Der hingegen, wirkte nicht zornig oder mordlüstern, wie er es erwartet hatte, sondern verwirrt und betroffen. Die Überraschung stand ihr förmlich ins Gesicht geschrieben, über das – oder denjenigen – den sie hier erlegt hatte. „Frye..“ machte Skaskar den gepressten Versuch, sich ihr zu entwinden, was lediglich dazu führte, dass der Druck stärker wurde und sie ihn, mit Verzweiflung und offener Überforderung in ihrer Stimme anherrschte:“Nicht reden..!“ Skaskar musste sie angesehen haben, als verlangte sie unmögliches von ihm, wenngleich er es nicht wagte, sich der Aufforderung zu widersetzen. So lagen sie dort und Momente der Stille gingen ins Land, in der die Betroffenheit und die Verwirrung einem erforschenden Blick und einer faszinierten Neugier wichen. Er spürte die Wärme ihres Handrückens, wie sie damit an seiner Wange entlangstrich und dabei seinen Namen aussprach, einem Hauch gleich, den sie dem schmalen Wind auftrug, welcher durch das Dorf hindurchwehte und den Schnee weiter dorthin trug. Nun, da sie seinen Namen ausgesprochen hatte und wieder Stille einkehrte, begann ein kurzes Lächeln die so vielschichtige Mimik der Frau zu überkommen und sich der Griff um ihn langsam zu lösen, dem sich der Streiter unmittelbar entriss und seine Freiheit zurückerlangte, wie ein um Luft schnappender Ertrinkender.
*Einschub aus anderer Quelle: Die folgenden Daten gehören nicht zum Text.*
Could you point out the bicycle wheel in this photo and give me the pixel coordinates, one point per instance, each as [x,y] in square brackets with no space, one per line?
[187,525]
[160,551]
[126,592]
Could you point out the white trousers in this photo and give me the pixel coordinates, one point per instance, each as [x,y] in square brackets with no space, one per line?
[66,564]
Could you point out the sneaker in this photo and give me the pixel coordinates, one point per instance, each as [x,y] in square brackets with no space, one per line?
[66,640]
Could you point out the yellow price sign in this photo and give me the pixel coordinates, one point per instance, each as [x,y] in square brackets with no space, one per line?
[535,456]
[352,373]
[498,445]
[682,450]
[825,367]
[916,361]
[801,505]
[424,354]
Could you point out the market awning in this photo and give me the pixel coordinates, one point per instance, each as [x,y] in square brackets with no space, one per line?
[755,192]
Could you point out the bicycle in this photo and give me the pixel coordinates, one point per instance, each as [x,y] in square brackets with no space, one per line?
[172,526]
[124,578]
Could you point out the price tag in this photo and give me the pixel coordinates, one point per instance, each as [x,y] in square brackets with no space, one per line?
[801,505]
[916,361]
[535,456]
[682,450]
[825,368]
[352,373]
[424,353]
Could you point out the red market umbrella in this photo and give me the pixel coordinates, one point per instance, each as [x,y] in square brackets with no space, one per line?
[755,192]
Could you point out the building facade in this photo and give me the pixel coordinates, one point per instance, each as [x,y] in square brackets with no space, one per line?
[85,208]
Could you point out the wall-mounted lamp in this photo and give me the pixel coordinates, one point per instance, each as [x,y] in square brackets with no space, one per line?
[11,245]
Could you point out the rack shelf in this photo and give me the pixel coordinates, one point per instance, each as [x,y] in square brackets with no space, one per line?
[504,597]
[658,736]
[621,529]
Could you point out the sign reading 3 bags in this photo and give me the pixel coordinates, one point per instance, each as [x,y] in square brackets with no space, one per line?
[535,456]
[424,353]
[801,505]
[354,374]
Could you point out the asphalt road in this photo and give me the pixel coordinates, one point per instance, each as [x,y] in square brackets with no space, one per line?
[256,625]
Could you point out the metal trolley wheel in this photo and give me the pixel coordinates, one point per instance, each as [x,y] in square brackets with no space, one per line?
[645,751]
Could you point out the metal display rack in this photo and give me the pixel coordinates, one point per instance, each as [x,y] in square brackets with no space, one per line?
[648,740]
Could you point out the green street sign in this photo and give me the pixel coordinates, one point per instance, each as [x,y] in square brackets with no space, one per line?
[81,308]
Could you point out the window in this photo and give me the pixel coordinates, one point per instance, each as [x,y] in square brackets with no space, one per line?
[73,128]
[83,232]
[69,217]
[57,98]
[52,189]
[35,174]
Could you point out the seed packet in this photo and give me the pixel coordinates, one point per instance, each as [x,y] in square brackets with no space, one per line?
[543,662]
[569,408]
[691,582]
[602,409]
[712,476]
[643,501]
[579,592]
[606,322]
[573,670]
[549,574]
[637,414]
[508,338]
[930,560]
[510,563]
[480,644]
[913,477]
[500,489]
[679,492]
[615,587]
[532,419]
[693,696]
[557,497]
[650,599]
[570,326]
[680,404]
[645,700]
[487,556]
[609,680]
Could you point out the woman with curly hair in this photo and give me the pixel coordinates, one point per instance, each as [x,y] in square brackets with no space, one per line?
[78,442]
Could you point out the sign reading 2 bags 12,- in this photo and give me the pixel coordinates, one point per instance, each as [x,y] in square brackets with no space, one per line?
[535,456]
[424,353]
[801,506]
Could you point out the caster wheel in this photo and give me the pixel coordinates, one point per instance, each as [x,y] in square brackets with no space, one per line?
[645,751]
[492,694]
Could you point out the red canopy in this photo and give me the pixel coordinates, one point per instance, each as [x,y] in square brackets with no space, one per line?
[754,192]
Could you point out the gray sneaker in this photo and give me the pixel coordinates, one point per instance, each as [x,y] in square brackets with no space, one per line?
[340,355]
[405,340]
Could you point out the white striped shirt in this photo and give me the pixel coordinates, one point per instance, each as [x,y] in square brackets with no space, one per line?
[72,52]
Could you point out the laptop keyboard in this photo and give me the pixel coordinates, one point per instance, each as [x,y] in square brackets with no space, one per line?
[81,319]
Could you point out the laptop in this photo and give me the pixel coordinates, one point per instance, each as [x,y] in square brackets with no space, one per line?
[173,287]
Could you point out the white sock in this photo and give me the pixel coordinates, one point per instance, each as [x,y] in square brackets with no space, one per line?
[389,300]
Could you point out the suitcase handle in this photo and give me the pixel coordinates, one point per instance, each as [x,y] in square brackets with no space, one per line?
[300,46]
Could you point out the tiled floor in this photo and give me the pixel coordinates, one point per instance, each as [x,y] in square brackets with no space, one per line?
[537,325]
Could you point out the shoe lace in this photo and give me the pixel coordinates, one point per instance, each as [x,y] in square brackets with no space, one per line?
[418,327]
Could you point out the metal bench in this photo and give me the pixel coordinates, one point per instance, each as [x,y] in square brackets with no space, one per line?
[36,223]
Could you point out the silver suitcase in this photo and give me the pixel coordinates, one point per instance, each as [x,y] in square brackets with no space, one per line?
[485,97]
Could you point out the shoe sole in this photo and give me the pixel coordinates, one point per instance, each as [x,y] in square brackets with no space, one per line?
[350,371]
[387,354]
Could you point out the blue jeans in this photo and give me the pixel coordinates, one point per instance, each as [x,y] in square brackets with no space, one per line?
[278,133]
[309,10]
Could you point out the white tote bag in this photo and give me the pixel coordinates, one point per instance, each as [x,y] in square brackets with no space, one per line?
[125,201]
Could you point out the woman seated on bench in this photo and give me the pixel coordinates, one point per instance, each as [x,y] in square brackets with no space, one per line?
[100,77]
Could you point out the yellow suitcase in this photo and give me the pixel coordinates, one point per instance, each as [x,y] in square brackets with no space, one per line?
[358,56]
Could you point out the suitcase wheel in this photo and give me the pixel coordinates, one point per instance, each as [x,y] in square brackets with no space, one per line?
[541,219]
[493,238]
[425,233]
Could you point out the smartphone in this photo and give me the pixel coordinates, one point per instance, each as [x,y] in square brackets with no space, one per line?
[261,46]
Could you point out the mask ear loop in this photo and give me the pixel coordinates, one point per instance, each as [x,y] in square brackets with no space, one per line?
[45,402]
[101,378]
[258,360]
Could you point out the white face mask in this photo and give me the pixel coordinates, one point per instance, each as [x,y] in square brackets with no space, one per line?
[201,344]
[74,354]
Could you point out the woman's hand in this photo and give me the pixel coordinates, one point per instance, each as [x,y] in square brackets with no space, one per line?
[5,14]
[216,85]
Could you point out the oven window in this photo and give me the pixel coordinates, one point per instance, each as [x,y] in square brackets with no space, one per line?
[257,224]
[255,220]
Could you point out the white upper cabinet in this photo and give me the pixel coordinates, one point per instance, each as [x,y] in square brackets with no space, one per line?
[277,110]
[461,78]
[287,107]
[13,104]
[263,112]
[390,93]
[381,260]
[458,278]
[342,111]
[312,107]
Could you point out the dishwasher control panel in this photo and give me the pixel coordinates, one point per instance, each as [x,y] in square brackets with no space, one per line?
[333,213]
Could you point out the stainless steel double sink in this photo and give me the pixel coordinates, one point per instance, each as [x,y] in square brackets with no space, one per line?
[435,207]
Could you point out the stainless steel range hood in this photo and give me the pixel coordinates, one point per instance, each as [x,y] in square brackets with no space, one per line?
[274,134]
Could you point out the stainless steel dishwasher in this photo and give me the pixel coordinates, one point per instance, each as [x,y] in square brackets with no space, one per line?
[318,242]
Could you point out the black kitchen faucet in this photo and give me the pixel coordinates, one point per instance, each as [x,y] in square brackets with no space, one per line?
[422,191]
„Morgen Nacht, am Fuß des Pfades, der auf die Zwillinge führt.“ sagte sie daraufhin nur, als sie ohne ein weiteres Wort in die Nacht entschwand und den Krieger geheimnisvoll mit mehr Fragen zurückließ, als er in dieser Nacht und auch lange danach noch hätte fragen können. Vor allem waren es Fragen, die ihm im Eisenheim niemand beantworten konnte – also war bereits sicher wo Skaskar sich in der kommenden Nacht befinden würde und hoffte, dass ihn der Griff dieser Frau nicht in einen Abgrund reißen würde, aus dem es kein Entkommen mehr gab.